Fantastic post. My running coach is adamant that I run my long runs slooowly. Of course, I didn't really know why until reading this post. Thanks so much, Lisa!

EmLit said...

Hi Lisa,
I found your post through a link Chris posted. Great information! I'm really bad at training at different paces, and it's something I'm trying to work on. This post really helps me understand *why* I should incorporate a variety of paces into my running. I'm looking forward to hearing more!

Erika said...

Great explanation. I ran a really slow 10 miles last night and even though I went slow primarily to watch a movie, it was nice to know it was good for me to do that.

MCM Mama

jodes said...

What an awesome post! I had NO IDEA why we're supposed to train slower on our long runs. I'll have to keep this in mind on my run tomorrow.

Thanks for the insight!!

Irene said...

When you run your next marathon you will be amazed. I finally figured this out after 3 marathons. On my 4th I never hit the wall, cramped or crashed and burned, plus the recovery time was much faster.

Irish Cream said...

Crappers. I guess I'm a little too late to be making use of this info for Seattle . . . but I'll definitely have to incorporate MUCH slower long runs into my Chicago training. Thanks so much for sharing, Lisa!! :)

Aron said...

YAY another post! exactly what I was just asking :) perfect thank you!

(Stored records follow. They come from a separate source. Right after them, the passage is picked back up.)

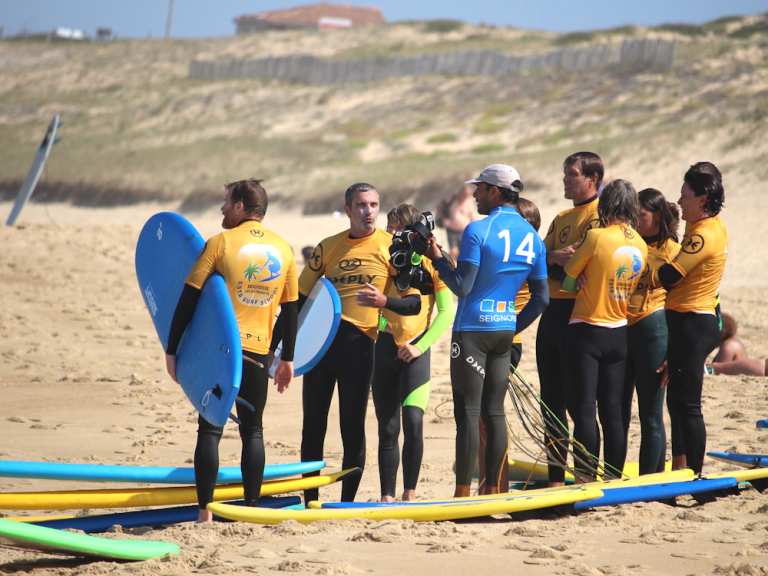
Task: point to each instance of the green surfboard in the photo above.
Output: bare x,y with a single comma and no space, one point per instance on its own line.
19,535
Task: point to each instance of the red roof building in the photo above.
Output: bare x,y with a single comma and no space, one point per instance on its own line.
310,16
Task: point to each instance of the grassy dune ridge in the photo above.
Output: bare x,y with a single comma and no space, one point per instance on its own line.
136,127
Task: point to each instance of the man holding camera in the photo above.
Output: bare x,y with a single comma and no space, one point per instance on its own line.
357,262
498,254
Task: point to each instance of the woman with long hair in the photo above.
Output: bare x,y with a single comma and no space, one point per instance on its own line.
692,280
612,258
647,329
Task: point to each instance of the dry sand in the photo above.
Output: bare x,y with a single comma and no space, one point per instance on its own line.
83,380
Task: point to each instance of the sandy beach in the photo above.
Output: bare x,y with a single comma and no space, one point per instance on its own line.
83,380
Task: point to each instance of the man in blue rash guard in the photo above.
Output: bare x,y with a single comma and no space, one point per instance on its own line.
498,254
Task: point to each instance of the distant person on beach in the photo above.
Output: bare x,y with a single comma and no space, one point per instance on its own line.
454,214
732,358
306,253
245,205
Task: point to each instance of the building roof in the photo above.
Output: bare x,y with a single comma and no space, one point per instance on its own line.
311,14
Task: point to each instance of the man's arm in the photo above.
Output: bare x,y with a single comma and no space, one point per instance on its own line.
539,301
182,316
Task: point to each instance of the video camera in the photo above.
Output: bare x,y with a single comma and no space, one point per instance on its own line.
405,255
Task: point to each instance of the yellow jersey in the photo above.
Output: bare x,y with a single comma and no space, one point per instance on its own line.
649,296
350,263
523,296
260,272
612,259
406,328
566,229
701,261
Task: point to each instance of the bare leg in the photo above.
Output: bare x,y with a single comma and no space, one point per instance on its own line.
749,367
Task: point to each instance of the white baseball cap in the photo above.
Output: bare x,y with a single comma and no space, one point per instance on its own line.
499,175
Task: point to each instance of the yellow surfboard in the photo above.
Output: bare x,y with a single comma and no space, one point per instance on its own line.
520,471
661,477
122,498
454,510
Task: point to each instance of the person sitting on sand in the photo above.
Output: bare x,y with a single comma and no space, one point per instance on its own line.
731,348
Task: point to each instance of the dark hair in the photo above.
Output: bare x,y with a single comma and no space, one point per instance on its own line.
251,193
730,327
705,179
349,195
404,214
529,211
590,164
618,202
653,201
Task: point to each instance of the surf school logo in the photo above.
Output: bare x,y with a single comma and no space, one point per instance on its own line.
628,264
693,244
316,260
351,264
261,265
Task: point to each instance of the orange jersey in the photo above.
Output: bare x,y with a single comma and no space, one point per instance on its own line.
349,264
612,259
523,296
650,295
566,229
260,272
701,261
406,328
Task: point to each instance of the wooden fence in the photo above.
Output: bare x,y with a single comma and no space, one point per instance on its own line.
313,70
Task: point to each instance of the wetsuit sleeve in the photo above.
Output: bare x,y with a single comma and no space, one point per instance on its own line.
205,264
312,272
669,276
409,305
579,260
289,321
277,333
445,315
185,309
539,301
461,279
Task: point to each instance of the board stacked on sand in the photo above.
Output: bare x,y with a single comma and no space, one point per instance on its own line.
456,509
127,498
141,474
156,517
748,460
42,539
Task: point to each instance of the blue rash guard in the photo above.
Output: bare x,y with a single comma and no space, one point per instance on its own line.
507,251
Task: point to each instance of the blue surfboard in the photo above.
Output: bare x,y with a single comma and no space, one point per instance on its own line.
746,460
318,323
653,492
155,517
209,358
141,474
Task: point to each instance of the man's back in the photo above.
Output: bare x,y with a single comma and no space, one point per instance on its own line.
507,250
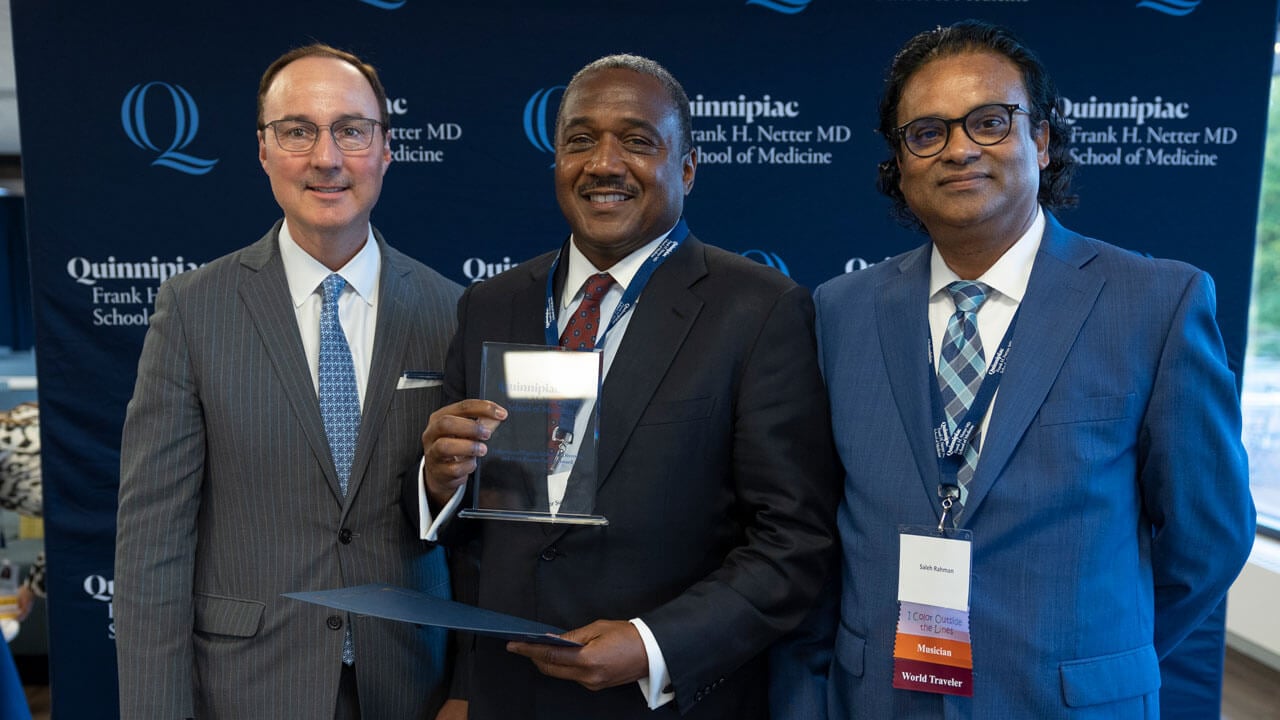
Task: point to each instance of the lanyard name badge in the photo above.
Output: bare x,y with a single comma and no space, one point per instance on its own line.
664,249
563,436
932,650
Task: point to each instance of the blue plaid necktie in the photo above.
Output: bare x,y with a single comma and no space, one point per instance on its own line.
339,400
961,367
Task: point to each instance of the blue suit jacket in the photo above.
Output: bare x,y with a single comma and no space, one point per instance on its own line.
1110,507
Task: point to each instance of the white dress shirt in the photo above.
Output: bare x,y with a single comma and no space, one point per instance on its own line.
577,269
1008,279
357,305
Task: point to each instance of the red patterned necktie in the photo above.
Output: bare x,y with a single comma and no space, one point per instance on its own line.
580,333
584,324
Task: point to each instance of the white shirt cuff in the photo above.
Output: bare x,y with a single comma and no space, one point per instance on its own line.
429,528
658,678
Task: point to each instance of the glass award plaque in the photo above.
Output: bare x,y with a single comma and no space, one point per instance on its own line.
542,460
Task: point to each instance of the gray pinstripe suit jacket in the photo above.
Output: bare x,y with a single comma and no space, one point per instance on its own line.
228,499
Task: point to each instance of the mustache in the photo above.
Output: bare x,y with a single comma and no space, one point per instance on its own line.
609,183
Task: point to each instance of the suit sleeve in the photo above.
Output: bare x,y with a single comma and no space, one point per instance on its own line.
161,472
785,477
462,546
799,662
1194,473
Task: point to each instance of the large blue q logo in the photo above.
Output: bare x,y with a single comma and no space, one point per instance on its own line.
786,7
771,259
540,119
1176,8
186,122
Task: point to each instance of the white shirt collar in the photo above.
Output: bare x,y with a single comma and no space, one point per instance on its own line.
1009,276
624,270
305,273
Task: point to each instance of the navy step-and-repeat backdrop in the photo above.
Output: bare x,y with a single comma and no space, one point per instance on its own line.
141,162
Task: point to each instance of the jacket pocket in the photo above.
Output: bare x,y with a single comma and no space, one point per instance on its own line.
228,615
1109,678
677,411
850,651
1088,409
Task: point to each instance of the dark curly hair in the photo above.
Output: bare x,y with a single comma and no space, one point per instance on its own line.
969,36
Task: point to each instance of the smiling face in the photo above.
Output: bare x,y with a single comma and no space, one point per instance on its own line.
620,174
970,191
327,194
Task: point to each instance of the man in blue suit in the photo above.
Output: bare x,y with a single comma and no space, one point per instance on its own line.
1105,488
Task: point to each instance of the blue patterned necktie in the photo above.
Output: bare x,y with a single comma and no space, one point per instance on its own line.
961,367
339,400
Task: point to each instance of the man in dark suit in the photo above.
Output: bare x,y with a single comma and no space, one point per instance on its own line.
273,440
1109,502
714,463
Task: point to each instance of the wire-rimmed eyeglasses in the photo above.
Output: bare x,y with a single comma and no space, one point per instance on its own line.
986,124
300,136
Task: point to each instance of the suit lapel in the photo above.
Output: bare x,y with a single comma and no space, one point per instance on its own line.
265,294
1060,296
903,319
658,327
394,313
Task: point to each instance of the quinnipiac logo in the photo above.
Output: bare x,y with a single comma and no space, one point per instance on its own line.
186,122
785,7
1176,8
769,259
540,118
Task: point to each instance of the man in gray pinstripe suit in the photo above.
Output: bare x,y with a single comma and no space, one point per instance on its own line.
229,493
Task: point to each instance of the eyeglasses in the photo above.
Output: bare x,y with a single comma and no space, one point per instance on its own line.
986,124
301,136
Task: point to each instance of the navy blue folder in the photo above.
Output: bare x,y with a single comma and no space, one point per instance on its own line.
411,606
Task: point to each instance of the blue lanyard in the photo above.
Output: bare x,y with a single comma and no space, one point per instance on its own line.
664,249
950,445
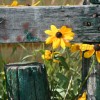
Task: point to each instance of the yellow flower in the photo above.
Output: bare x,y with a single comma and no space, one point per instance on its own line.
14,3
35,4
85,47
47,55
91,50
59,37
83,97
75,47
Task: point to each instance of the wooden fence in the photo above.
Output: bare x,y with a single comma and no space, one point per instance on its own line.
27,24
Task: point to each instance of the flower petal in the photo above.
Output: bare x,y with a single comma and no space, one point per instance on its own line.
49,32
98,56
89,53
63,45
49,40
54,29
64,29
67,37
56,43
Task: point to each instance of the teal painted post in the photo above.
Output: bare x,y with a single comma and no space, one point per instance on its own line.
27,81
95,1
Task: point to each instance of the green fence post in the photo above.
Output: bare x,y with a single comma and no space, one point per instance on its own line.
27,81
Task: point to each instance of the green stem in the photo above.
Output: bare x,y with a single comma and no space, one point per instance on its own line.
89,73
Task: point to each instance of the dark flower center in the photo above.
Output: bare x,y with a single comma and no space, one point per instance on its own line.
58,34
97,47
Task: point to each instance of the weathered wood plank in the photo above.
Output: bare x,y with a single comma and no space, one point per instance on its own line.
91,70
27,24
27,81
95,1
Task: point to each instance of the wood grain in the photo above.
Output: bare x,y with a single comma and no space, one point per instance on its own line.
27,81
81,19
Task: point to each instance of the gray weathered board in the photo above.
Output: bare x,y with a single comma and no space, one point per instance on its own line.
27,24
27,81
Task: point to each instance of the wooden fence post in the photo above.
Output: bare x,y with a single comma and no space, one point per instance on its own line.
27,81
28,25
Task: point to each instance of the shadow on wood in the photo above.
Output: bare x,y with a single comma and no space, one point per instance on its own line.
27,81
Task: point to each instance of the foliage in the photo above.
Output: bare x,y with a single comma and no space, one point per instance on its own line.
39,2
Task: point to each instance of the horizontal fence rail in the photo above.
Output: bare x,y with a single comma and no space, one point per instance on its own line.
27,24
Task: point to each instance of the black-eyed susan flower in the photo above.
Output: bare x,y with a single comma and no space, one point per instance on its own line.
59,37
75,47
83,97
91,49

I was also doing my long runs probably at 95% most of the time. and the longest I was ever on my feet was 3 hours. how can I expect my body to be able to run for 3:40?? I actually thought that during the later part of Eugene when I crapped out... so I am hoping this works :)

thanks again!

Anonymous said...

great post! I never listen to what is listed on my training schedule and I always runs much faster than what it says, especially on long runs. I have read the reason behind the slower pace and know it makes sense scientifically, but sometimes it's juts so hard to do.

Anonymous said...

Thanks for sharing this Lisa. This is just making me more and more excited for class tomorrow! But I know I'm going to re-evaluate that negativity I always felt toward the slower paces in my training plan. I figured I would wait to make any changes until after I went to class!

Marathonman101108 said...

COOL! This backs up what my Jeff Galloway training program has me doing. Thanks for the info. Very informative.

RunnerMom said...

So, training for a 5K is considered long-distance training? Weird! (yes, I read your footnotes!)

I'm excited to learn more about pacing those long runs. I did run my long runs pretty slowly, but maybe I needed to go even slower.

By the way, I LOVE running slowly, so this makes me REALLY HAPPY.